Saturday, March 22, 2008

Long Road to JWST

I downloaded a great presentation and transcript from a January 2008 briefing for JPL Solar System Ambassadors on the James Webb Space Telescope (JWST). Unfortunately I couldn't attend the live telephone briefing, but I learned a lot from the presentation and the speaker's transcript. It's quite an amazing project, and when it is launched in 2013, it will certainly be a worthy successor to the Hubble Space Telescope. I found an earlier version (May 2007) of this talk by STScI's Knox Long here (~2.6 MB PDF).

JWST will operate in the infrared and will have a much larger primary mirror than HST, as shown in the graphic above. It will also be vastly more complex. I was talking recently with a colleague who is involved with the validation of the optical fabrication, assembly, and testing plans for JWST. As you might expect, NASA is not taking any chances on a Hubble-type mistake, and there are checks upon checks upon checks, with close attention paid to the assembly and test procedures and the testing optics (which were the source of HST's troubles). But the tolerances are incredibly tight (he mentioned that one engineer cheered when he learned of a particular tolerance that was about the thickness of a sheet of paper - such an unusually huge tolerance would be easy to achieve, but most tolerances are much, much tighter). The number of interacting systems and the number of items in the error budget are simply immense.
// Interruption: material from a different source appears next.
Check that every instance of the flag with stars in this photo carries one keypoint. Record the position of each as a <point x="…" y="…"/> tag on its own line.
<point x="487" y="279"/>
In addition to the usual problems of precision optical fabrication and the vibrations and stresses of launch, JWST must maintain its precision through a complex automated "unfolding" in space, and must operate at cryogenic temperatures. To stay cool, it will operate at L2, a special orbital point far beyond the moon. So a Hubble-like service mission will be essentially impossible. It will be possible to do various adjustments on-orbit, but it basically has to work "right out of the box" (or launch shroud).

When they say this project is challenging, they are not kidding. Will it be ready to launch by 2013? Everybody on the project is working to anticipate all the possible problems so it will make the date and work perfectly - but there is still a long road ahead.